One of the things hampering the whole open source movement today is our failure to count and report our successes. As I put it in something I wrote for Linuxinsider almost two years ago:
In management you get what you measure; in volume sales, you get what the press reports. In the case of Linux installs, what the press reports is license sales numbers --and that's a terrible mistake hurting everyone involved with open source products like Linux.
It hasn't gotten any better since and it's probably well past the time to do something about it. I imagine that lots of people have ideas about what that should be -- but here's mine.
Installation scripts, whether for distributions, applications, or anything else that qualifies for the open source label, should have a self-reporting option that's enabled by default. On installation, whether that's an interactive process or not, this should send a minimal installation report to a central repository. That repository should then be publicly queryable.
It's not obvious what information should be collected. My own view is that less is better, because transmission of the data has to be voluntary and the more data you ask for, the more people will turn it off.

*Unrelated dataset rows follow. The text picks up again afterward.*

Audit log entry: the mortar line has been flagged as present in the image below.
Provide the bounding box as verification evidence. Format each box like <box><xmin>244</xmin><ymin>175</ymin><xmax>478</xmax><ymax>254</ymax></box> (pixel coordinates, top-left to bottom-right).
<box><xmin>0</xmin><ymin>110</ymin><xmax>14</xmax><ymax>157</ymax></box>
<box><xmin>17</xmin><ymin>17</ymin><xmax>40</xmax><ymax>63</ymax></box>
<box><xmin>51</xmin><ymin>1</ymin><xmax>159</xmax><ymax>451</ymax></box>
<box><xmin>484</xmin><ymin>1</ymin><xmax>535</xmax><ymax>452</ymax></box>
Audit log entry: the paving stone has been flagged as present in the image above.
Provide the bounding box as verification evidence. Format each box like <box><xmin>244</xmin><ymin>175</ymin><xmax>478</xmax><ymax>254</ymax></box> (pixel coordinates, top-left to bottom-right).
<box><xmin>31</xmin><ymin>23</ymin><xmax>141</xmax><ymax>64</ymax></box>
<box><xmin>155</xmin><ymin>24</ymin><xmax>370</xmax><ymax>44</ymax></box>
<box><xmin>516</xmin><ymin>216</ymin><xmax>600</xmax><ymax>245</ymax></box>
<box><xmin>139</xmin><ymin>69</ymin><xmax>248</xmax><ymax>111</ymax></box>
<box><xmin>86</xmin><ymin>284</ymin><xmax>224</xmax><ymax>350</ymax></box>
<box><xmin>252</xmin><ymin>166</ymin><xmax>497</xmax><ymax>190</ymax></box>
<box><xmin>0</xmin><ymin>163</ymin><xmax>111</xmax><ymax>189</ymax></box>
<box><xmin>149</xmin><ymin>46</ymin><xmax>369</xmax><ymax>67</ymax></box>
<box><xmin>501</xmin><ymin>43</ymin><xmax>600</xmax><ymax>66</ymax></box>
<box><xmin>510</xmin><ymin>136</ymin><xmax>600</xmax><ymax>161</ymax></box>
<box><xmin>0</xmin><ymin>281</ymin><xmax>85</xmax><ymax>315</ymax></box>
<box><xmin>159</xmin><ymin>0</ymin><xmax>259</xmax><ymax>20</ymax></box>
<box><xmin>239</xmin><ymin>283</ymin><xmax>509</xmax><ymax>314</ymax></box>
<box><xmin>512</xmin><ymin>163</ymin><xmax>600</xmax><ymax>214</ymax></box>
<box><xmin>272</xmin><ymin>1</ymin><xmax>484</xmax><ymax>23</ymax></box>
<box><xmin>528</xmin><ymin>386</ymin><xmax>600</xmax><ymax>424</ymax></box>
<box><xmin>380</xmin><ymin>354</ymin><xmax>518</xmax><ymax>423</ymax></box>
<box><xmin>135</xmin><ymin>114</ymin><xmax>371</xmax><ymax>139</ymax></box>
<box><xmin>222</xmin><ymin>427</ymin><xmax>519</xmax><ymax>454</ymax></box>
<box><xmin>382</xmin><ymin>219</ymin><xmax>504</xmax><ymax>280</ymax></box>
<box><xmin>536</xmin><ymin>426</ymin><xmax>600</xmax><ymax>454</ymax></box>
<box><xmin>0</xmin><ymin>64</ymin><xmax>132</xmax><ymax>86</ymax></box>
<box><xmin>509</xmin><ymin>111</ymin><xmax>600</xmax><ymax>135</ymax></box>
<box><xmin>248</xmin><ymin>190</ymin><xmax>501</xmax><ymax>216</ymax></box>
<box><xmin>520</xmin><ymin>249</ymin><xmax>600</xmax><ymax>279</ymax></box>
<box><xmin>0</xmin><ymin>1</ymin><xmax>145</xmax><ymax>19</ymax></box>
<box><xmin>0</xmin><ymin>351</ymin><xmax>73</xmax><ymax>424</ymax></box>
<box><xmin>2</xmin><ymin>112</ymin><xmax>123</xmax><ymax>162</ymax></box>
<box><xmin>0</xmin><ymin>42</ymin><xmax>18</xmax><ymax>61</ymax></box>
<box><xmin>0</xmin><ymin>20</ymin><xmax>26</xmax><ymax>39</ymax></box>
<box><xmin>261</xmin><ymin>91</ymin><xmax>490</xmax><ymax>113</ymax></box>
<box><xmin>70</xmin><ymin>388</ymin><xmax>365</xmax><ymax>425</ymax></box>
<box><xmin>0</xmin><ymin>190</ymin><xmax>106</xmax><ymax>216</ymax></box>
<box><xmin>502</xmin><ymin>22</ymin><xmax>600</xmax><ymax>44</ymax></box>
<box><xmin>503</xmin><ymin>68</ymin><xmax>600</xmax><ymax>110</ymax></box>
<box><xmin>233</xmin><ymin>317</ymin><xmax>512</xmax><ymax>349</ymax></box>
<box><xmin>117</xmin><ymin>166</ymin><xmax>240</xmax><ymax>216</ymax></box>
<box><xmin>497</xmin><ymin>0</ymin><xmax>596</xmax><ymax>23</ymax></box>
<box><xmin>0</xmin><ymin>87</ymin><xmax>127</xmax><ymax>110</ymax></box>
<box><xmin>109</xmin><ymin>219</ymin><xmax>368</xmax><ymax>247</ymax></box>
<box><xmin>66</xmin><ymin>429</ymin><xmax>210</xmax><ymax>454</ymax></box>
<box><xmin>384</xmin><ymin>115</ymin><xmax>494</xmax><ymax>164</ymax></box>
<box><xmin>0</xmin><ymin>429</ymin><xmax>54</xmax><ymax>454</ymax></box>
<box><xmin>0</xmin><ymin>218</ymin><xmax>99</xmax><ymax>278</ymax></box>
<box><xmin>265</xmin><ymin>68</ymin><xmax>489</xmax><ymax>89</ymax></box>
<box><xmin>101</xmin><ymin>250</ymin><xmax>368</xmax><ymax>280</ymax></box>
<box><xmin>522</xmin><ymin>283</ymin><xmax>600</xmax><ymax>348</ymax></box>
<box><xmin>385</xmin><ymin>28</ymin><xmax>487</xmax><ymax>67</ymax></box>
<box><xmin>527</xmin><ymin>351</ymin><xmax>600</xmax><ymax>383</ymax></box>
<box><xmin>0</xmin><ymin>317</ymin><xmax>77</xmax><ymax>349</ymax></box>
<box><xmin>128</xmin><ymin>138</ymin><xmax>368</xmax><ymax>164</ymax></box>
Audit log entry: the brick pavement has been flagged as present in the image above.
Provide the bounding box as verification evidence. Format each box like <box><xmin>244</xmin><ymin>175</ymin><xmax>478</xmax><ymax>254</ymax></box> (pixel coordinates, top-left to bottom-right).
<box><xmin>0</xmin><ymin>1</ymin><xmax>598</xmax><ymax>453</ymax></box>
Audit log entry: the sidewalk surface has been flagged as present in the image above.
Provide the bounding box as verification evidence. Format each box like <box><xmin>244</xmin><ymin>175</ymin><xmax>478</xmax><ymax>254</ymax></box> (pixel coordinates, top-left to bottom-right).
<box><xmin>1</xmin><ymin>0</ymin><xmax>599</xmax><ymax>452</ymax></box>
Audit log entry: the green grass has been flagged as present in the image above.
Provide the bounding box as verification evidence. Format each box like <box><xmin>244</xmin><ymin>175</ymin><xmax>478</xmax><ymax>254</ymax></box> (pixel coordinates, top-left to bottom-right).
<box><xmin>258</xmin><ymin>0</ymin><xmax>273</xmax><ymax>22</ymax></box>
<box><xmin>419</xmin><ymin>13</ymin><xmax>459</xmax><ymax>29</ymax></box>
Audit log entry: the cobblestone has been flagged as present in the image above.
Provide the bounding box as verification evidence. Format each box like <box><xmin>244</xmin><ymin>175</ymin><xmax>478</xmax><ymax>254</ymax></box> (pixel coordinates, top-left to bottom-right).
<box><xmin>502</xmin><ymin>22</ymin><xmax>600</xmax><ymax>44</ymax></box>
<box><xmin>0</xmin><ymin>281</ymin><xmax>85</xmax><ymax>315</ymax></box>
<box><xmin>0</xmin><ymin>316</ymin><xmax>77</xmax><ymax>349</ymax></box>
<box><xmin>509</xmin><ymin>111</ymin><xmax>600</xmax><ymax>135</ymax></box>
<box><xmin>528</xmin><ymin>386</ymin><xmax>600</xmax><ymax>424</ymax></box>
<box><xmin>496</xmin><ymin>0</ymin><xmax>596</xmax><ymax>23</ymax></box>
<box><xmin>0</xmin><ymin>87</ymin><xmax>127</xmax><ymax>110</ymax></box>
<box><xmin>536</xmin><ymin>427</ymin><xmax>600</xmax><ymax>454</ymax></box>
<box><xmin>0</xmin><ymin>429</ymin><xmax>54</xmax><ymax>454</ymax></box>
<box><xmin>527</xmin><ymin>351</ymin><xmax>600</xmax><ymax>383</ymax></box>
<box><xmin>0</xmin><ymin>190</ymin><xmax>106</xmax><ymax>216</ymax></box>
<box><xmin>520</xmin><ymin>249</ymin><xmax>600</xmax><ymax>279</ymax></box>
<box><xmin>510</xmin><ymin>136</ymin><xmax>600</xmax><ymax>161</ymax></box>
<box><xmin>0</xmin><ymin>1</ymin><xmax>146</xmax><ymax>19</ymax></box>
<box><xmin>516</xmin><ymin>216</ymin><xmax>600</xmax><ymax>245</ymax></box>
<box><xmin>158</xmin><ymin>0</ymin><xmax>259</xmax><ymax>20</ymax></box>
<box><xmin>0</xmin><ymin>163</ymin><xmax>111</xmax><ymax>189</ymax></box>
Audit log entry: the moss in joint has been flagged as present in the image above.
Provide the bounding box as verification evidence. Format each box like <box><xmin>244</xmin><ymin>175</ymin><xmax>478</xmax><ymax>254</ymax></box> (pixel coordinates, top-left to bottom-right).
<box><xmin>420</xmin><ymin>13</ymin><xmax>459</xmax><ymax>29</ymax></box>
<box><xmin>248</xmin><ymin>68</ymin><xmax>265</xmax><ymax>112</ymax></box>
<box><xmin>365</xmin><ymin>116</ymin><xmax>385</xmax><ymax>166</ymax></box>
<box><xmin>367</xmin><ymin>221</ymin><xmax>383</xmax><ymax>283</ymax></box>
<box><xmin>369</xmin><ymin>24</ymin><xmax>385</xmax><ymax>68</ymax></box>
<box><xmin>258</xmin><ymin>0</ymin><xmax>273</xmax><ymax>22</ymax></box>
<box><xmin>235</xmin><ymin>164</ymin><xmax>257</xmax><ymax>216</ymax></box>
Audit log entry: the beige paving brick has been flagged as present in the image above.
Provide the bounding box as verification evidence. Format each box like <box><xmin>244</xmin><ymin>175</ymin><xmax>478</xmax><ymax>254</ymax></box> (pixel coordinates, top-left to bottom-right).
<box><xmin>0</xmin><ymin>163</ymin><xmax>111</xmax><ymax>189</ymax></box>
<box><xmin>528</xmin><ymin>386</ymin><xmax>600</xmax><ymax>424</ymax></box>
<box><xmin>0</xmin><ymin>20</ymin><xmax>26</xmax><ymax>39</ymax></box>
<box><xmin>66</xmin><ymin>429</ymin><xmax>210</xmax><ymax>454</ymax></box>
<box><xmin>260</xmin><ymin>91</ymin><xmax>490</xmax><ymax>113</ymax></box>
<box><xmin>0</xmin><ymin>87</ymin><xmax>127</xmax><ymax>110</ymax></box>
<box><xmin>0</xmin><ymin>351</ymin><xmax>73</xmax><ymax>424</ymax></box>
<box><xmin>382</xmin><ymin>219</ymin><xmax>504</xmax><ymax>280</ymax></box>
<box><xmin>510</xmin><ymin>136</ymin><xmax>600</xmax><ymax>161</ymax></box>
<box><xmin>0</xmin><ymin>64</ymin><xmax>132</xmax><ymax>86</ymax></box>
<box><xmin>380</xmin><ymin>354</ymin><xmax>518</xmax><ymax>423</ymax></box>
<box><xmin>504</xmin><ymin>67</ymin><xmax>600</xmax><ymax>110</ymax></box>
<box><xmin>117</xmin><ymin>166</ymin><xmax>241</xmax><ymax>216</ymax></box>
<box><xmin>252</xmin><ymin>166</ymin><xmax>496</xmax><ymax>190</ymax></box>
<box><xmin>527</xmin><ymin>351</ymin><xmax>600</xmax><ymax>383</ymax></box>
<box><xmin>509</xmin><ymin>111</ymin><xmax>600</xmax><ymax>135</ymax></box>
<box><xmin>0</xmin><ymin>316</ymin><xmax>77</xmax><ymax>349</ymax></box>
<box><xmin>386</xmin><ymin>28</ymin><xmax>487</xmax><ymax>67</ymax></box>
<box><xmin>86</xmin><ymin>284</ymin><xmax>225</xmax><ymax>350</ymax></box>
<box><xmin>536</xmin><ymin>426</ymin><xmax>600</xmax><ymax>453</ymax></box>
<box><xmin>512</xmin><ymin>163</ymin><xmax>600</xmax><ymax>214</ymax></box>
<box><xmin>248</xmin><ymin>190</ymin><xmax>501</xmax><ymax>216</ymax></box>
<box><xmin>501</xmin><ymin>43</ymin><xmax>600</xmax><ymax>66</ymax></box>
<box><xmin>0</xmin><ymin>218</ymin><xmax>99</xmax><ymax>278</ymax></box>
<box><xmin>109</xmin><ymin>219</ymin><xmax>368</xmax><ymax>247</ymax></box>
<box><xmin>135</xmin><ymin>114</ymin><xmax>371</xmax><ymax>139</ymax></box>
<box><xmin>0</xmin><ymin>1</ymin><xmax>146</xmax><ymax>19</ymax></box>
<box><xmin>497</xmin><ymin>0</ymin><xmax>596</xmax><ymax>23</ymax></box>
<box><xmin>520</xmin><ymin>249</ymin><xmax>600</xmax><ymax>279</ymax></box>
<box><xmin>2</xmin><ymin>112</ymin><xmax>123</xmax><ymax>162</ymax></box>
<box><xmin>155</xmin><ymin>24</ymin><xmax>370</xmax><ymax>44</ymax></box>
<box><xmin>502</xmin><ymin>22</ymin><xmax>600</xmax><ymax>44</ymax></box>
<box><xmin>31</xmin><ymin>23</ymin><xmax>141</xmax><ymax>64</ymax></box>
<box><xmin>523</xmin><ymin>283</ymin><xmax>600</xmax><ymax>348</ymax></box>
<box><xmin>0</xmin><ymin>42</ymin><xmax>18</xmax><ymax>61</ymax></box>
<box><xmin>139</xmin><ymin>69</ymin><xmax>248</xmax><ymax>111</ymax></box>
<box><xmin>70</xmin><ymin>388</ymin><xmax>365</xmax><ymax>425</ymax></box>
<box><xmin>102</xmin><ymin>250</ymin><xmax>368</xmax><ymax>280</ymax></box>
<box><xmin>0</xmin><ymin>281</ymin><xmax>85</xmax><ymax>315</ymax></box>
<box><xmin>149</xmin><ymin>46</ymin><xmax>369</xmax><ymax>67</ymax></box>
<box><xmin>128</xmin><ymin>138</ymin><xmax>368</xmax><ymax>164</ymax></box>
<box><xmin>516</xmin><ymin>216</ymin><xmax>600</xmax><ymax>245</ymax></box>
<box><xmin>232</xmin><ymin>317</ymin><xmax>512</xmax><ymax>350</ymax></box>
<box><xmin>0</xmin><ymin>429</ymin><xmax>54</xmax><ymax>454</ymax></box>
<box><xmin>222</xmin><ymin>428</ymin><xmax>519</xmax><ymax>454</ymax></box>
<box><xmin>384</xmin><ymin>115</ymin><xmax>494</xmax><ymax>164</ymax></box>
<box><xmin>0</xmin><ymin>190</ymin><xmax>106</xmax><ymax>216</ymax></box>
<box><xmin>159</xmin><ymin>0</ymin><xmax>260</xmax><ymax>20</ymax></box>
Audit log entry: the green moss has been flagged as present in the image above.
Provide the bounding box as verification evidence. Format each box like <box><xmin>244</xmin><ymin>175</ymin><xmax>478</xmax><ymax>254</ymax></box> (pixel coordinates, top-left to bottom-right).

For example (although I didn't know about this until Joe Brockmeier mentioned it in an email) Debian's popcon project does some of this but extends far beyond merely counting installs to provide weekly reports on applications usage. That's great stuff, and clearly valuable, but comes at the cost of turning a lot of people off because of the apparent intrusion into normal operations. From the popcon project's perspective, that's not a decisive issue; from ours it is because high participation rates are key to achieving our purpose: driving open source acceptance by showcasing its success.
The Pine people, I think, get closer to the ideal I have in mind: theirs is a one-shot installation report that you can turn off, but most people leave on. As a result their installation numbers are among the most credible in the industry.
Thus I'd suggest asking for an absolute minimum and making sure that anything we ask can be automatically collected by the installation script. We might, for example, ask for what is being installed, whether it's an upgrade, what hardware architecture it's being installed on, and perhaps the Ethernet address of the machine (or its primary NIC card if it's a PC). That last one, of course, could be sensitive, but we need something that will let us catch intentional frauds -- people sending us the install message hundreds or thousands of times without actually doing the indicated installs.
As I see it, the installer would use the email queue to send its message to the repository for automated processing -- and obviously would not expect a reply. Where that repository should be is another matter: ideally a university or large institution with highly reliable network connections should take it on -- ZDNet, for example, has those resources and one could hope that some senior people would see this as a nice way to gather news while giving back to the open source community.
Repository side code development shouldn't be a big deal -- in fact I'll volunteer, if there's enough interest among applications and distribution developers, to write, test, and initially maintain at least release 0.1 of a PostgresSQL-based application to handle that side of things.
Readers are asked to comment, therefore, on all aspects of this: whether this should be done, on how it should be done, who should host it, and on what information, including audit and control information, should be collected.